Amir A. Ghaferi
Patients who undergo bariatric surgery have a higher risk for developing new persistent opioid use compared with patients who undergo other elective surgeries, according to research presented at the Society of American Gastrointestinal and Endoscopic Surgeons 2018 Annual Meeting and World Congress of Endoscopic Surgery.
Additionally, Amir A. Ghaferi, MD, MS, associate professor of surgery and business at the University of Michigan and director of the Michigan Bariatric Surgery Collaborative, and colleagues said their research revealed several other short- and long-term complications for these patients beyond the direct adverse effects of opioid use.
“This is the first study to comprehensively evaluate the clinical consequences of new persistent opioid use in bariatric surgery patients,” Ghaferi told Healio Gastroenterology and Liver Disease. “In fact, there have been no studies to date looking at clinical outcomes in new persistent users compared to those who are not following surgery. We were able to not only evaluate perioperative outcomes, but also longitudinal outcomes at one year postoperatively.”
Using a cohort of 25,103 patients who underwent primary, non-revisional bariatric surgery between 2006 and 2016, Ghaferi and colleagues determined the risk for new persistent opioid use by assessing opioid use at baseline and at follow-up one year after surgery.
The researchers found that of the 78.5% of patients who denied opioid use at baseline (n = 19,706), 8% (n = 1,577) reported new persistent opioid use one year after their bariatric surgery. In comparison, they noted that approximately 6% of patients develop new persistent opioid use after elective surgery in general.

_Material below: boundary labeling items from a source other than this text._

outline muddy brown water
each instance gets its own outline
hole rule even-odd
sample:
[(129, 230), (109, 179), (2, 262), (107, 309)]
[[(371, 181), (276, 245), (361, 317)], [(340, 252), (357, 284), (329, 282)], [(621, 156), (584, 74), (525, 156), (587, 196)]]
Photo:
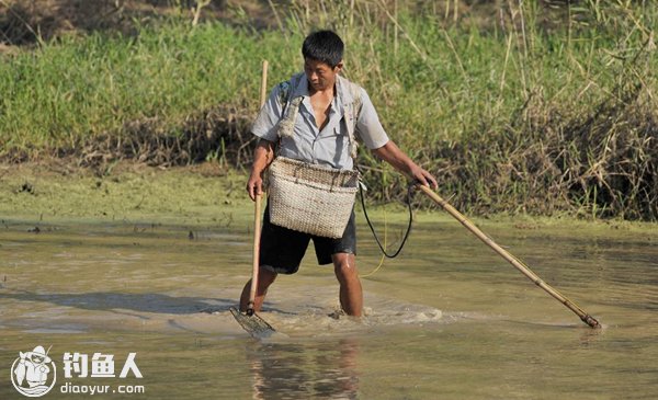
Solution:
[[(59, 374), (45, 398), (97, 385), (111, 392), (93, 398), (107, 399), (658, 398), (651, 226), (481, 222), (600, 330), (455, 221), (426, 215), (402, 254), (363, 279), (365, 318), (328, 317), (338, 286), (309, 251), (261, 313), (281, 334), (257, 341), (228, 311), (250, 275), (247, 227), (2, 220), (0, 399), (22, 398), (11, 366), (36, 345)], [(365, 274), (379, 259), (362, 222)], [(134, 352), (143, 378), (66, 378), (67, 352), (112, 354), (116, 375)], [(122, 385), (145, 392), (112, 392)]]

When compared with opioid naive patients after accounting for baseline demographic and comorbidity differences, patients with new persistent opioid use were more likely to experience postoperative complication after bariatric surgery (9.4% vs. 6.1%; P < .001). New persistent users also lost significantly less weight in the year following surgery based on percentage of excess body weight lost (57.6% vs. 60.3%; P < .001).

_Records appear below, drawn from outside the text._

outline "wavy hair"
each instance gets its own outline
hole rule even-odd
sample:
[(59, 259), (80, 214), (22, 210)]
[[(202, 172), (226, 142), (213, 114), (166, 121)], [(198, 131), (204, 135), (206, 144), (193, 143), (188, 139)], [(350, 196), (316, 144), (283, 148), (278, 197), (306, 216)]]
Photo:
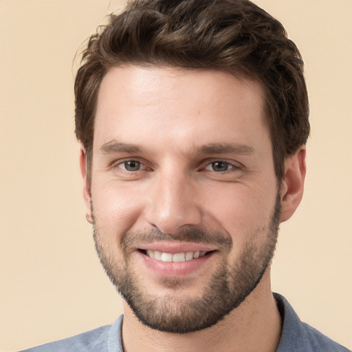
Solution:
[(265, 91), (275, 173), (309, 134), (303, 62), (281, 23), (248, 0), (135, 0), (109, 16), (84, 50), (76, 77), (76, 135), (90, 173), (100, 82), (124, 64), (217, 69), (256, 80)]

Ghaferi and colleagues said more effort should be put behind identifying patients with prolonged or excessive opioid use following bariatric surgery, particularly because of concerns for addiction transfer.
“The most important takeaway here is we have excellent strategies to limit postoperative opioid use,” Ghaferi said. “We now know these efforts can significantly increase long-term patient well-being and the efficacy of our operations." – by Alex Young
Ghaferi AA, et al. Abstract S136. Presented at: Society of American Gastrointestinal and Endoscopic Surgeons 2018 Annual Meeting and World Congress of Endoscopic Surgery; April 11-14; Seattle, WA.
Disclosures: Ghaferi reports receiving salary support from Blue Cross Blue Shield of Michigan.